11. Mai 2022
Die Kritik an Christine Lambrecht reißt nicht ab – und nun ist er wieder da: der Spin, es handle sich um Frauenfeindlichkeit. Den gab es ja auch schon bei Anne Spiegel. Da sei es um Vereinbarkeit gegangen, darüber sei die inzwischen ehemalige Familienministerin gestolpert, hieß es. An der ja unzweifelhaft unfairen Verteilung von mental load und care Arbeit unter Männern und Frauen.

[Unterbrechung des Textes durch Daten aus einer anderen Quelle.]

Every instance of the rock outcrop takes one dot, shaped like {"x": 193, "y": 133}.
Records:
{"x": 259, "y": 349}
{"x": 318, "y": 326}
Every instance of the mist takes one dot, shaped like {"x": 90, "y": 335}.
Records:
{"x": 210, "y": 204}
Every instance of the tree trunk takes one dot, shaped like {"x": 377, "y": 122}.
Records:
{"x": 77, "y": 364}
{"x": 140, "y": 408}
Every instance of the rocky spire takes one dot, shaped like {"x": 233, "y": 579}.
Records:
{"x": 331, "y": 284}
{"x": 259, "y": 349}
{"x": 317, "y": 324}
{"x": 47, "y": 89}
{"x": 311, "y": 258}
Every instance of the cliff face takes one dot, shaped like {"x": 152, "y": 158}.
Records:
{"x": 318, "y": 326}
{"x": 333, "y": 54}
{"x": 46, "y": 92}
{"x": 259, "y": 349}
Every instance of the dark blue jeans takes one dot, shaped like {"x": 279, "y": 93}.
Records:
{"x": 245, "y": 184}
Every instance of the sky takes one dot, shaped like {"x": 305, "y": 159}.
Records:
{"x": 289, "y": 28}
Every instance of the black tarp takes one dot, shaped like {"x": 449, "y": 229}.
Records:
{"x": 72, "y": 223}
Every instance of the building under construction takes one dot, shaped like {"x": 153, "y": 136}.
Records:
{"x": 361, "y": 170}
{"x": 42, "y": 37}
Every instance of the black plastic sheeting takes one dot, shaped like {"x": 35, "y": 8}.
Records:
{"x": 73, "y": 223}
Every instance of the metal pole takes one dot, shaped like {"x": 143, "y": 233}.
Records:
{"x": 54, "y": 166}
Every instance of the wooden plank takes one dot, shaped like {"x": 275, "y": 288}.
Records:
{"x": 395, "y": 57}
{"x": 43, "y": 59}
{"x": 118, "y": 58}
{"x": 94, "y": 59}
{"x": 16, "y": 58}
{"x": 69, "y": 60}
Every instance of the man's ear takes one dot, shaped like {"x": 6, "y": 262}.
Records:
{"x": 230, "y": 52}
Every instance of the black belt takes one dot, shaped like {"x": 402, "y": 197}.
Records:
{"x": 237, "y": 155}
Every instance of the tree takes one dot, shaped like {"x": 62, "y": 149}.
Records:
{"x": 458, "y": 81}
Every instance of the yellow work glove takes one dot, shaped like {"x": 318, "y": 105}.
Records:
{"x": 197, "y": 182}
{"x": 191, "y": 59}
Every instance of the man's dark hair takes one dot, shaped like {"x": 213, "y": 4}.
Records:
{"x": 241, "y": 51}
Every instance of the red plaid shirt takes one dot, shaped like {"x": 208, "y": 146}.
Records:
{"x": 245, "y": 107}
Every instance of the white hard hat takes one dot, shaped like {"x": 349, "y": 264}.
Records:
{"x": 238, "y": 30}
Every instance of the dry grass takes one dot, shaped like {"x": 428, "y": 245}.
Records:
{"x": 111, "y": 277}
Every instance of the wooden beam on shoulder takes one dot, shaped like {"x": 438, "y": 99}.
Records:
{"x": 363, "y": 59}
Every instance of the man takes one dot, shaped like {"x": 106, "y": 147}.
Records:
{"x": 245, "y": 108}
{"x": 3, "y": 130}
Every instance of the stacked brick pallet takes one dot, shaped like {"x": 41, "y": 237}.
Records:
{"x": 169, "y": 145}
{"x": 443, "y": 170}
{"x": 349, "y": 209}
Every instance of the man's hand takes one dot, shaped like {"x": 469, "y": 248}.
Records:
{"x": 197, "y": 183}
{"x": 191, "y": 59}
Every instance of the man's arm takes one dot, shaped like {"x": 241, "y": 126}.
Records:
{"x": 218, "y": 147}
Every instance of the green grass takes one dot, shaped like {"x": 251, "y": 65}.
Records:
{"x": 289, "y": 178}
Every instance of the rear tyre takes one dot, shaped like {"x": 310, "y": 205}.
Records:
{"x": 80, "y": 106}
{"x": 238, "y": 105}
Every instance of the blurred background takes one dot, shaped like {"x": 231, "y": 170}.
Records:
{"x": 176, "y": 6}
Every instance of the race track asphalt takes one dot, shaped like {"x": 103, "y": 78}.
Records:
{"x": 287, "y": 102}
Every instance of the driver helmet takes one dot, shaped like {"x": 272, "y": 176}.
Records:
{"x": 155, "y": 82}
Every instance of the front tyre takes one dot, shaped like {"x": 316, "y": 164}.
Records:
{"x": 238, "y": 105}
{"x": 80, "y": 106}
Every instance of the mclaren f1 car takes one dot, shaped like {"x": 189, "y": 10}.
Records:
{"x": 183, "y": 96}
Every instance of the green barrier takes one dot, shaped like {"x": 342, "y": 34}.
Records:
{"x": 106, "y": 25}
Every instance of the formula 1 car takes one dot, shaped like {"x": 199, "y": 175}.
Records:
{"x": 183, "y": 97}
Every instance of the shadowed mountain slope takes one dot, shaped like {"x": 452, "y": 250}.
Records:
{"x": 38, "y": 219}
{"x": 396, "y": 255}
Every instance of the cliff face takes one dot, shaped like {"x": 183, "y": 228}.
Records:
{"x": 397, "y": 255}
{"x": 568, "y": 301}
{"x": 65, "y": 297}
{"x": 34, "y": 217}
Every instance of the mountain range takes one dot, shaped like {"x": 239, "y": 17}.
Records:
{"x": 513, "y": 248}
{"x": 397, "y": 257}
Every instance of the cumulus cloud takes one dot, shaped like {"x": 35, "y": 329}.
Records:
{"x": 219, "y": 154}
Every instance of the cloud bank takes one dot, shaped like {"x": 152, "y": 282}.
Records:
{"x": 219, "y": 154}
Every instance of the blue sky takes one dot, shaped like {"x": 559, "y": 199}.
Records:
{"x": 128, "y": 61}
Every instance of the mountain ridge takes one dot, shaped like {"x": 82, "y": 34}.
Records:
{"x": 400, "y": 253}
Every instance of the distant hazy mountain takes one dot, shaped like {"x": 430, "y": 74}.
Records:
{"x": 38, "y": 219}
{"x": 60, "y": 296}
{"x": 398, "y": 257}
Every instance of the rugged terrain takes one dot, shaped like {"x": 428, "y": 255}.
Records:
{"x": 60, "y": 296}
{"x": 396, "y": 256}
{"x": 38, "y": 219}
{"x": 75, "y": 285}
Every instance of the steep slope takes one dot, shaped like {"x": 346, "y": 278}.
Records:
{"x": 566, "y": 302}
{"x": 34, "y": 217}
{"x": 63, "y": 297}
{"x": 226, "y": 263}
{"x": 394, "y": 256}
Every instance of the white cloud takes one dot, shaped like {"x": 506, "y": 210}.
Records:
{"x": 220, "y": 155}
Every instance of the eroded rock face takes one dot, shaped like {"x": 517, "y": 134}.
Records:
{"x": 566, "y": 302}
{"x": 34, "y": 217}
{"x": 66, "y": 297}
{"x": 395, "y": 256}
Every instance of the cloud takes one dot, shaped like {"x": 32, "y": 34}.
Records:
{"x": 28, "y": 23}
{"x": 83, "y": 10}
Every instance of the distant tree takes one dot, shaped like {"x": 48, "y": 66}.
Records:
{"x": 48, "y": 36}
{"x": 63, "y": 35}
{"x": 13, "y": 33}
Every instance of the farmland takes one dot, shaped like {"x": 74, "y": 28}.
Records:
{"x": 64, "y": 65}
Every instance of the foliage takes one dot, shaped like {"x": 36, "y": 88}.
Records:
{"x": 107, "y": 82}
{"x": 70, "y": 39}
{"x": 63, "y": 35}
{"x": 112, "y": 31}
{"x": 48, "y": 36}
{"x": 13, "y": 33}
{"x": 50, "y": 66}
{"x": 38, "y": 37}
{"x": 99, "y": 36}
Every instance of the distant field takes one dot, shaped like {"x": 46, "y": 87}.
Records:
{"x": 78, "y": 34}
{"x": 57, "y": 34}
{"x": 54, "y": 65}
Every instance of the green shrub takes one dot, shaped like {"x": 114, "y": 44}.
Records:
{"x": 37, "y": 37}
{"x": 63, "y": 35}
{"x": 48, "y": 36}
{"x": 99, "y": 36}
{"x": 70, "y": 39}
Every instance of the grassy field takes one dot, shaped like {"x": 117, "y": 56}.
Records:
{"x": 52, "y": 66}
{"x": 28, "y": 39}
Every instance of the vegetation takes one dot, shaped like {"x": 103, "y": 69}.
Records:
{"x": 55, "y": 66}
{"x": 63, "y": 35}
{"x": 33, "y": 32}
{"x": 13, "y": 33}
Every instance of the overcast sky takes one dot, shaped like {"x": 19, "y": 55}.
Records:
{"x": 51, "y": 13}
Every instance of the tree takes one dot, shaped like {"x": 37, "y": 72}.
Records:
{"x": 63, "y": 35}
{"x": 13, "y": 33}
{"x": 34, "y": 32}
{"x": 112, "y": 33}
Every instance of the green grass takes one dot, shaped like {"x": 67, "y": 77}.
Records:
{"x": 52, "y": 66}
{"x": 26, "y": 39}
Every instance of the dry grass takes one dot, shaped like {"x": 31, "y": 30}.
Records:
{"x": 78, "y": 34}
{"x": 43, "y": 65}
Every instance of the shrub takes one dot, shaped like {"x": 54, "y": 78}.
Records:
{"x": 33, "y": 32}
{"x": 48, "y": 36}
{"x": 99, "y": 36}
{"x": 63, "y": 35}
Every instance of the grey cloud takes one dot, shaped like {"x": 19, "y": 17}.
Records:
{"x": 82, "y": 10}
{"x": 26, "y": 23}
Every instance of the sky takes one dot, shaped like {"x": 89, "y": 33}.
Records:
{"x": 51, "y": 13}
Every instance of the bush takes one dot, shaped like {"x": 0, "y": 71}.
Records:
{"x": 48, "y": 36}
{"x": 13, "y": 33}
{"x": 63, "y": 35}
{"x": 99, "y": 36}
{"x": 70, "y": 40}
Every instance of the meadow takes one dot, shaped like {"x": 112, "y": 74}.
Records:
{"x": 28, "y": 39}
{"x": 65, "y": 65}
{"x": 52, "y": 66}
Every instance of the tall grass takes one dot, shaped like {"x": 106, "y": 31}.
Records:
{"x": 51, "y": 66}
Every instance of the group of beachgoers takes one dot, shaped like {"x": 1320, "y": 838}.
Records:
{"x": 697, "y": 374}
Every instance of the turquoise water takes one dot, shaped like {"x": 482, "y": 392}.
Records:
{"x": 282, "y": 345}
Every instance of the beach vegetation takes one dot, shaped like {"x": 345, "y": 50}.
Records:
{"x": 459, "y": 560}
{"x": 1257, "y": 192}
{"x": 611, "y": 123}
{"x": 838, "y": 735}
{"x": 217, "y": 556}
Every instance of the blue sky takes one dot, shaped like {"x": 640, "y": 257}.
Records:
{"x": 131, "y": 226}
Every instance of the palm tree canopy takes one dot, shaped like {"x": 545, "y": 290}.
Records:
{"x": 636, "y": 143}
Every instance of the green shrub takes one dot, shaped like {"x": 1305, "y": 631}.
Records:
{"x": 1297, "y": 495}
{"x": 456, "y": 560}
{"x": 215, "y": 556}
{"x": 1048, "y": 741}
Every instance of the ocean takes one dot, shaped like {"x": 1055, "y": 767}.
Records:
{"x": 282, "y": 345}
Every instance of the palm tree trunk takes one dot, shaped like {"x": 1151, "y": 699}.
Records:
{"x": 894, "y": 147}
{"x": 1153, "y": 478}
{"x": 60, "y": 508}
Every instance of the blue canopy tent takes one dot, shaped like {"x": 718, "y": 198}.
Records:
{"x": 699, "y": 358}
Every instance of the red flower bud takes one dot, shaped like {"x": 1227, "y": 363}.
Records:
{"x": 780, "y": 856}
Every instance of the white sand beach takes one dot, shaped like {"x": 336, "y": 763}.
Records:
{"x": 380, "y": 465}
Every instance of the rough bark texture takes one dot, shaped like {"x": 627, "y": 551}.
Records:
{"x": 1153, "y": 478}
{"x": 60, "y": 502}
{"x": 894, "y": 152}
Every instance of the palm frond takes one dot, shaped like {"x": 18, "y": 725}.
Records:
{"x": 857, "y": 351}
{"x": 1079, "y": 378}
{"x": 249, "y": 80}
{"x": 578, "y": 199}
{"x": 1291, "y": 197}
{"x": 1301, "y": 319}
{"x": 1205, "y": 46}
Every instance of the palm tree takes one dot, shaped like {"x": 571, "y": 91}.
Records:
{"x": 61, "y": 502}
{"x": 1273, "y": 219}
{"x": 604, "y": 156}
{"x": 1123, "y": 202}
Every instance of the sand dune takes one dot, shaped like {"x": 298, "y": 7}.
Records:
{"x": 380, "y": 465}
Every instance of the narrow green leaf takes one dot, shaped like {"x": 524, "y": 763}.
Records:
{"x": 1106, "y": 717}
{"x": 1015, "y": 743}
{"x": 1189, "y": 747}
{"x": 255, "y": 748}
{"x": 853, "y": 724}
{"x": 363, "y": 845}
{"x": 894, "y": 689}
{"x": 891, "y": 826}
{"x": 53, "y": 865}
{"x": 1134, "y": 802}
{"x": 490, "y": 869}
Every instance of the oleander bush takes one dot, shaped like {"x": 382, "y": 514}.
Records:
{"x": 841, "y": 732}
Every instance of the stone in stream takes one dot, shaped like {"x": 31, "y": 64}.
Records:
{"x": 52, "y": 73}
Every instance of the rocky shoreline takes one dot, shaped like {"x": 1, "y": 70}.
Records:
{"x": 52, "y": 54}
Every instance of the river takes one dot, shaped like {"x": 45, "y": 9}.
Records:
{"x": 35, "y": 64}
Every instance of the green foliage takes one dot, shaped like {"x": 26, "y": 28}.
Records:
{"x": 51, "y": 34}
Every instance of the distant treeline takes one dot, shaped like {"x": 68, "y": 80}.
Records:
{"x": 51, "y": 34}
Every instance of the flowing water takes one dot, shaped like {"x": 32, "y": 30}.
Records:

Dass Anne Spiegel behauptet hatte, an Kabinettssitzungen teilgenommen zu haben – das fiel in der Argumentation unter den Tisch und wird dann wohl bestenfalls als Beleg für die steile Misogynie-These bemüht: Weil Vereinbarkeit nicht möglich sei, habe Spiegel ja lügen müssen. Das ist auch deshalb eine würdelose Verteidigungslinie, weil sie Frauen klein macht. Als wären Frauen nur dann durchsetzungsfähig, wenn sie zu einer List greifen. So wie die Mutter eines meiner ehemaligen Partner einmal voller Stolz erzählte, ihr Vater habe ihre Mutter von allen finanziellen Belangen ferngehalten – die sich aber regelmäßig selber einen Überblick verschafft. Heimlich, wenn ihr Mann nicht im Hause war. Entsetzlich.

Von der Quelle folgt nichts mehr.